The two parties are, therefore, expected to make their oral submissions on the said date.
The hearing would have taken place after four weeks if the court had not granted the request by the lawyer for the EC, Mr Thaddeus Sory.
Counsel for the Dr Nduom, Mr Ayikoi Otoo, agreed with the abridgement of time and said “we are also eager for this matter to be disposed of”.
In granting the application, Mr Justice Kyei-Baffour said after hearing lawyers for the parties, the court was of the view that time was of essence.
He said there was the need to ensure that preparations by the EC towards the December 7, 2016 elections were “not needlessly stultified by the court proceedings. I will, accordingly, grant the application”.
The court also directed the parties to simultaneously file their statements of case by Monday, October 24, 2016.
It further granted a request by Mr Otoo to serve the EC with his client’s supplementary affidavit in reply to the EC’s response via email for an expeditious trial.
That was after Mr Otoo had informed the court that Dr Nduom was out of the country.
Yesterday’s court proceedings attracted scores of supporters of the PPP who invaded the Law Courts Complex with singing and dancing.
Chanting PPP songs and songs of praise for Dr Nduom, the supporters embarked on a procession from one end of the complex to the other, a situation that led to heavy vehicular traffic in front of the complex.
While drumming and dancing, the supporters carried placards, some of which read: “JM TWASO na NDUOM Ntoaso’’, “Embrace change, vote Dr Nduom for REAL JOBS’’.
Dr Nduom has filed an application for judicial review praying the High Court to quash the EC’s decision to disqualify him from contesting the December 7, 2016 presidential election.
He also wants the court to restrain the EC from proceeding with balloting for positions on the ballot paper for the 2016 presidential election.
The applicant wants a further order directed at the Chairperson of the EC, Mrs Charlotte Osei, to grant him (Dr Nduom) “the opportunity to amend and alter the one anomaly” found in his nomination papers, as well as accept his nomination forms as amended and/or altered, to enable him to contest the December 7, 2016 election.
Ms Brigitte Dzogbenuku (2nd left), the running mate of the PPP presidential aspirant, and some members of the party leaving the court premises after yesterday’s proceedings. Picture: EMMANUEL EBO HAWKSON
The EC, on Monday, October 10, 2016, disqualified Dr Nduom and 11 other presidential aspirants from contesting the December 7, 2016 elections for various reasons, ranging from forgery to impersonation and perjury.

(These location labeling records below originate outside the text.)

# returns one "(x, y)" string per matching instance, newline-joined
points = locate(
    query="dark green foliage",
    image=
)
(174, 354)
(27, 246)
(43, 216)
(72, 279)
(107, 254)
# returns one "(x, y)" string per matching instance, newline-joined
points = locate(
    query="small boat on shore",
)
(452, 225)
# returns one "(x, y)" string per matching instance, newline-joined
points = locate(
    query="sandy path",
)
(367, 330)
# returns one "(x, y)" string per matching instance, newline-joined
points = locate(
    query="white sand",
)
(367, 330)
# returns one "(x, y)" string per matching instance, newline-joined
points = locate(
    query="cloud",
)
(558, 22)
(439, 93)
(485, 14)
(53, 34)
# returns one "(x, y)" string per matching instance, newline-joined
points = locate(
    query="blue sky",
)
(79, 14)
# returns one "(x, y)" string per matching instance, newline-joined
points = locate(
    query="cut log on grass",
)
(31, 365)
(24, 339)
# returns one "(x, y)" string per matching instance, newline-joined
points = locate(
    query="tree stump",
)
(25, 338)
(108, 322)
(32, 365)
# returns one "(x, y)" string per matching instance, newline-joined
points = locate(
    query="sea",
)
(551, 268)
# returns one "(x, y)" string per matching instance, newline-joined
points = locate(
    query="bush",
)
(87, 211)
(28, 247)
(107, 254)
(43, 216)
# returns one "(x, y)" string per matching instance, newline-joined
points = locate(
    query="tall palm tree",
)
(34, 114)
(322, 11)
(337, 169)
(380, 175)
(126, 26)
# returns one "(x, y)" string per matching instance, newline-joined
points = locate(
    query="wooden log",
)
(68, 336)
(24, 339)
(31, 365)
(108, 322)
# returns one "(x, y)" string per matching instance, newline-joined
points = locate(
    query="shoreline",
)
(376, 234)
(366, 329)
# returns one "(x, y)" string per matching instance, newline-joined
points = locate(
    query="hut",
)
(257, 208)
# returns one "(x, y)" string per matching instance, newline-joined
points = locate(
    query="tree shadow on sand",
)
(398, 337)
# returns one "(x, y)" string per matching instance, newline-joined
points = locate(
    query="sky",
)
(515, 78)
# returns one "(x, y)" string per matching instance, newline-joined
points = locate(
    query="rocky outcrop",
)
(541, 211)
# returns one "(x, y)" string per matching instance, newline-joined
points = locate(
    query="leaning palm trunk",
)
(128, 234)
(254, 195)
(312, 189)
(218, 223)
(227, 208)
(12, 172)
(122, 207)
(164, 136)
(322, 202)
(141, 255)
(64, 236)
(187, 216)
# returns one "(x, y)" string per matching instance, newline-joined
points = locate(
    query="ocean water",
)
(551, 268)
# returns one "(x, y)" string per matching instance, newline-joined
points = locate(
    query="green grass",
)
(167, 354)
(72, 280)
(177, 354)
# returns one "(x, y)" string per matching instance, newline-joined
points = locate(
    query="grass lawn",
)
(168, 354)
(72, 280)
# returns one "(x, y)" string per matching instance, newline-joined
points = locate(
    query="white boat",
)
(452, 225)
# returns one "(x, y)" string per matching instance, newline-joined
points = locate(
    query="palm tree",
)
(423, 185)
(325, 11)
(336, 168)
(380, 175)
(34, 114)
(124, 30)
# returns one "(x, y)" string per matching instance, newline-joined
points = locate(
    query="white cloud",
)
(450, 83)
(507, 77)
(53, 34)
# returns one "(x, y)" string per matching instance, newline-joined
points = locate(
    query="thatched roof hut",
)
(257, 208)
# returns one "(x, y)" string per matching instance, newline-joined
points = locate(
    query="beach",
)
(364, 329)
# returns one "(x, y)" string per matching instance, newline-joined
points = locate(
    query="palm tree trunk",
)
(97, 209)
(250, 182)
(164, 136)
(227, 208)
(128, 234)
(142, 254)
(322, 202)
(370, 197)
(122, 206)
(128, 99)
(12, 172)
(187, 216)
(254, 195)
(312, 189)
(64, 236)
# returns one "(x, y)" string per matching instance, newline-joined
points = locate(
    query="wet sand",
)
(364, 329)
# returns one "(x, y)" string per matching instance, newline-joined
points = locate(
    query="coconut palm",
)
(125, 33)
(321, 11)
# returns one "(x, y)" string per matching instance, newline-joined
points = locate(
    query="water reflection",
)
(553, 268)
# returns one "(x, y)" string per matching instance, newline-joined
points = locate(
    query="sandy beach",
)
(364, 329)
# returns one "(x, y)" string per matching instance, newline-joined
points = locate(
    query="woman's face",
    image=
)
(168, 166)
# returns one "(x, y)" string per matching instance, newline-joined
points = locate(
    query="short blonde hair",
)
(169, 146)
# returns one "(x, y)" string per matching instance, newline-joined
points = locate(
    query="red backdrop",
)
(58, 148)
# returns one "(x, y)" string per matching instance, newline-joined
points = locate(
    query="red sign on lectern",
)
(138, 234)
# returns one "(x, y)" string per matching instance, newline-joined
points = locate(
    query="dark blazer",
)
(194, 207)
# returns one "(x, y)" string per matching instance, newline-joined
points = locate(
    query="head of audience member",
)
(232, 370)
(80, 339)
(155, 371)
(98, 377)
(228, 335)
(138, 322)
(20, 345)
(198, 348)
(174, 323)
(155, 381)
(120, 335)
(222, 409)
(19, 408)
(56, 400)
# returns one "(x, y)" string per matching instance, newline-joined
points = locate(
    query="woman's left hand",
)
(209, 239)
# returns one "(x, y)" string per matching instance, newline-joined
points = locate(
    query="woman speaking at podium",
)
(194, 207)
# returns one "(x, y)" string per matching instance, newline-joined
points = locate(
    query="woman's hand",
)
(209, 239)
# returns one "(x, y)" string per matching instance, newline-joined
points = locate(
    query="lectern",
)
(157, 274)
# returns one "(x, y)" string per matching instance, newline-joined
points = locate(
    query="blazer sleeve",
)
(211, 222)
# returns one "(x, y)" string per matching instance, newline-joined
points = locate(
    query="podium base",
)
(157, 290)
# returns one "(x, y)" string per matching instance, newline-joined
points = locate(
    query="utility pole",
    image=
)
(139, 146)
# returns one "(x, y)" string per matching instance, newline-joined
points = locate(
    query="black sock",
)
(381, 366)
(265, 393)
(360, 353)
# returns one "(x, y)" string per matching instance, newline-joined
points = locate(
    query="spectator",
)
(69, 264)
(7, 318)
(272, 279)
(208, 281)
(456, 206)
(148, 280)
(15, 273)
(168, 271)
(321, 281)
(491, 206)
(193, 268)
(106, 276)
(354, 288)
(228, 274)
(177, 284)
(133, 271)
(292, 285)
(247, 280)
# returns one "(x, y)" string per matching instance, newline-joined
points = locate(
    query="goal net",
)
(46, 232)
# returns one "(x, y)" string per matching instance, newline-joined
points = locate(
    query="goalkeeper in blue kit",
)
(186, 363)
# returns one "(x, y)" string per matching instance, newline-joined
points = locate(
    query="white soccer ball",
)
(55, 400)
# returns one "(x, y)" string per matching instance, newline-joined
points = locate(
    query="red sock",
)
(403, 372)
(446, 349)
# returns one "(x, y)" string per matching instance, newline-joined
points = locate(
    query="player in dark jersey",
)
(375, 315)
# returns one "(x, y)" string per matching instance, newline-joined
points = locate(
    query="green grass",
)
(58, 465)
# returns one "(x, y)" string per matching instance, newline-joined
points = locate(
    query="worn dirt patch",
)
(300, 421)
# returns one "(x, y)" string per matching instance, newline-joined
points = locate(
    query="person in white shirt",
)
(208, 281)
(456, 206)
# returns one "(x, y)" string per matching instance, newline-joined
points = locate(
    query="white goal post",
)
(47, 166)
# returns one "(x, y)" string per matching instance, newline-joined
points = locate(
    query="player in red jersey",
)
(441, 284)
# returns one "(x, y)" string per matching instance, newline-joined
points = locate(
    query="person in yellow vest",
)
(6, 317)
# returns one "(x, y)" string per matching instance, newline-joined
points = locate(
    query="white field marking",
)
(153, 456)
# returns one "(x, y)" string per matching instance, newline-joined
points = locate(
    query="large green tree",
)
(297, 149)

But the applicant is accusing the respondents of breaching the rules of natural justice and failing to live within the requirement as imposed by law.
He is also bringing the action on the ground that, per the records available, the respondents erred.
According to the EC, the PPP presidential aspirant’s call on the High Court to quash the EC’s decision to disqualify him from contesting the December 7, 2016 presidential election was incompetent and must, therefore, not be granted.
The EC, in an affidavit in opposition sworn on its behalf by Mrs Osei, is asking the court to declare that “the applicant’s instant motion is woefully incompetent and does not properly invoke the jurisdiction of the court for the reliefs sought and that being an originating process, our lawyers shall, in the course of responding to the application at its hearing, pray the court to dismiss the application in limine”.
According to the EC, Dr Nduom was seeking judicial sanction for his inexcusable and reprehensible conduct in submitting his nomination forms on the very last day, hoping that the pressure of work on the day would render it impracticable for the EC to detect that his nomination papers included impersonated subscribers.
Describing Dr Nduom’s conduct as “despicable”, the EC said he did not deserve any favourable exercise of the court's discretionary power, especially when the EC acted strictly in accordance with law and in accordance with its constitutional and statutory mandate.
Vehemently opposing Dr Nduom’s application, the EC said the electoral calendar had already suffered some delay by reason of lawsuits, and for that reason suits like Dr Nduom’s would further derail the electoral process.